9-4 Multi-Phase Fluid Simulations Using the World’s Largest GPU Supercomputer

-Development of Communication-Avoiding Matrix Solvers on GPU-

Fig.9-7

Fig.9-7 Communication overlap technique

(a) A computational domain on each GPU is decomposed into core and surface parts; (b) communication and core computation are processed simultaneously by splitting these processes on each GPU and processing them in parallel.

 

Fig.9-8

Fig.9-8 Scaling of computational performance on the GPU supercomputer Summit

Relationship between the total processing time per time step and number of GPUs in multi-phase fluid simulations (∼7.5 billion grids) using 7680 GPUs of Summit (Oak Ridge National Laboratory).

 


Existing computational fluid dynamics (CFD) simulations must be improved to analyze complex thermal-hydraulic phenomena in nuclear reactors. Whereas conventional CFD codes have been developed on petascale CPU-based computers, exascale GPU-based computers are essential for future simulations with ∼100 billion grids. However, GPU-based computers have a significantly different performance gap between computation and communication than do conventional CPU-based computers because communication and computation are accelerated by several and several tens of times, respectively; the development of new matrix solvers capable of working at such a performance profile is thus required. In this study, GPU-computing technologies were developed for matrix solvers, which occupy a dominant cost of CFD codes. Additionally, extreme-scale multi-phase CFD simulations were accelerated using 7680 GPUs on Summit, which is the world’s largest GPU supercomputer operated at the Oak Ridge National Laboratory in the United States.

CFD codes compute extreme-scale matrices that are obtained by discretizing a fluid model using a finite difference method. Conventionally, an iterative matrix solver based on the conjugate gradient (CG) method has been used. Parallel computation of the CG method requires two types of communication processes per iteration, i.e., halo data communication for finite difference computation on decomposed computational domains, and reduction communication for inner product operations of distributed vector data. Two approaches were used in this work to reduce these communication processes, including a communication and computation overlap technique and the communication-avoiding CG (CA-CG) method. In the communication and computation overlap technique, shown in Fig.9-7, a computational domain on each GPU is decomposed into core and surface parts. The halo data communication and the finite difference computation for the core, which does not require the halo data, are processed simultaneously to reduce the communication cost. In the CA-CG method, inner product operations for multiple iterations are processed at once by improving the mathematical algorithm of the CG method, thus reducing the number of reduction communications by an order of magnitude.

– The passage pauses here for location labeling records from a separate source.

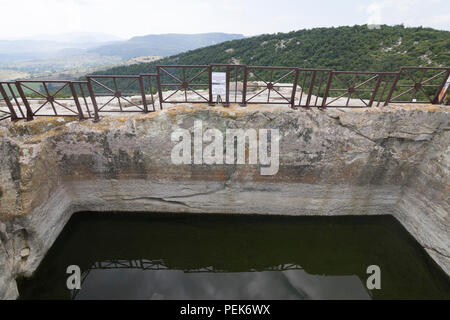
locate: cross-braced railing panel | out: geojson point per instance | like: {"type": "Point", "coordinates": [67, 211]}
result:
{"type": "Point", "coordinates": [352, 89]}
{"type": "Point", "coordinates": [311, 86]}
{"type": "Point", "coordinates": [117, 93]}
{"type": "Point", "coordinates": [419, 85]}
{"type": "Point", "coordinates": [149, 82]}
{"type": "Point", "coordinates": [11, 106]}
{"type": "Point", "coordinates": [183, 83]}
{"type": "Point", "coordinates": [295, 87]}
{"type": "Point", "coordinates": [235, 83]}
{"type": "Point", "coordinates": [49, 98]}
{"type": "Point", "coordinates": [271, 85]}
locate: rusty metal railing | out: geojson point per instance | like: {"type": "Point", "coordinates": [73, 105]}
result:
{"type": "Point", "coordinates": [182, 79]}
{"type": "Point", "coordinates": [419, 85]}
{"type": "Point", "coordinates": [290, 86]}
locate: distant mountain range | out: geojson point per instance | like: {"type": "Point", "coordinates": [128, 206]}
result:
{"type": "Point", "coordinates": [51, 46]}
{"type": "Point", "coordinates": [162, 44]}
{"type": "Point", "coordinates": [359, 47]}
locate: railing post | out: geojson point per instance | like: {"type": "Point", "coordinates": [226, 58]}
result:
{"type": "Point", "coordinates": [158, 80]}
{"type": "Point", "coordinates": [144, 99]}
{"type": "Point", "coordinates": [94, 101]}
{"type": "Point", "coordinates": [227, 87]}
{"type": "Point", "coordinates": [210, 97]}
{"type": "Point", "coordinates": [25, 101]}
{"type": "Point", "coordinates": [294, 88]}
{"type": "Point", "coordinates": [311, 88]}
{"type": "Point", "coordinates": [77, 102]}
{"type": "Point", "coordinates": [438, 91]}
{"type": "Point", "coordinates": [8, 103]}
{"type": "Point", "coordinates": [244, 88]}
{"type": "Point", "coordinates": [375, 90]}
{"type": "Point", "coordinates": [391, 90]}
{"type": "Point", "coordinates": [327, 89]}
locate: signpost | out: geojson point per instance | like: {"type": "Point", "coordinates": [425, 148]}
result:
{"type": "Point", "coordinates": [219, 84]}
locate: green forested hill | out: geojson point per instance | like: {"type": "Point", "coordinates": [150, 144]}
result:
{"type": "Point", "coordinates": [343, 48]}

The performance of the developed method was evaluated in a multi-phase CFD simulation (approximately 7.5 billion grids, corresponding to the scale of four fuel assemblies) on the melt relocation of fuel assemblies on Summit. As shown in Fig.9-8, the total processing time was reduced nine-fold between 480 and 7680 GPUs, thus demonstrating scaling close to the target performance.

This study was conducted on “Exascale CFD Simulations at JAEA (CSC367)”, supported by the Oak Ridge Leadership Computing Facility (OLCF) Director’s Discretion Project.

(Yasuhiro Idomura)


 |